A=πr², dA/dt=k where k is a constant, because rate of change of A is constant.

A=kt+C where C is a constant of integration, to be found.

4π=2k+C, 9π=3k+C, 5π=k, so k=5π (by subtracting these two equations), and 4π=10π+C, C=-6π (by substituting k=5π). We now know how A and t are related:

A=5πt-6π. But A=πr² so we can relate r and t:

πr²=5πt-6π, r²=5t-6.

When t=2, r²=4, r=2, and when t=3, r²=9, r=3 therefore r changes from 2 to 3, an increase of 1 as t goes from 2 to 3.
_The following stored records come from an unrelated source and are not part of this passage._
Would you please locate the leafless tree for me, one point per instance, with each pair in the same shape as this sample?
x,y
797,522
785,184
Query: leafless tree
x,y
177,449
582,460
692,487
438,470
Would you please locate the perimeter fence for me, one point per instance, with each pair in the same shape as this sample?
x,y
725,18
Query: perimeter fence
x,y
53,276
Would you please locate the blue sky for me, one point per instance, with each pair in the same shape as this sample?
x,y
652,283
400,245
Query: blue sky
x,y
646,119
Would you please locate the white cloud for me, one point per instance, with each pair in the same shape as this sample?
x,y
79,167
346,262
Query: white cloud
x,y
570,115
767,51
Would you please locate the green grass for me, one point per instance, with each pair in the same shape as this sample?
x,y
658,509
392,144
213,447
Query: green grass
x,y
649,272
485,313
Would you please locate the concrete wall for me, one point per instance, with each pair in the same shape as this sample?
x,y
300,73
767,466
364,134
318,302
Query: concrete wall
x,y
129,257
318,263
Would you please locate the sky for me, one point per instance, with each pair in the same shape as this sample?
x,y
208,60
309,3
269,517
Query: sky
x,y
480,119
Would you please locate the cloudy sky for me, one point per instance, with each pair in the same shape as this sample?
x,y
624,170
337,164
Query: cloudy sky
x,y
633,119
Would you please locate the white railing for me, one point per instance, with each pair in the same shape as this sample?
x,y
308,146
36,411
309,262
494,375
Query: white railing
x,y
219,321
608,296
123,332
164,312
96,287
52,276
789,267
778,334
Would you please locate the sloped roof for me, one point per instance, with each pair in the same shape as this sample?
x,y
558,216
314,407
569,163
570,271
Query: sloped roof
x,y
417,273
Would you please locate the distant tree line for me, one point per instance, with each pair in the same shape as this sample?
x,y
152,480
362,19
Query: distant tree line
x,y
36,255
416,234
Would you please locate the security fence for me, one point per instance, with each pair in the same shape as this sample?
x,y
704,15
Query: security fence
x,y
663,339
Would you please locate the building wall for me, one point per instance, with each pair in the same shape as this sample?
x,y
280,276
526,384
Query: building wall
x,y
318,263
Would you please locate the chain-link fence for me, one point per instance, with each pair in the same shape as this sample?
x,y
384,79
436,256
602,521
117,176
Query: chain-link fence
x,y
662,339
Another way of looking at it (without using calculus) is to look at the growth rate of A in the time interval of 3-2=1:

9π/4π=9/4. The growth rate of r is the square root of this because A is proportional to r², making r proportional to the square root of A. Therefore r changes from 2 to 3 as A changes from 4π to 9π. But this only means an increase of 50%, rather than a net increase (an actual value). But r²=A/π, so when A=4π, r²=4, r=2; when A=9π, r²=9, r=3; which tells us that r actually changes from 2 to 3 when A changes from 4π to 9π, confirming a net increase of 1.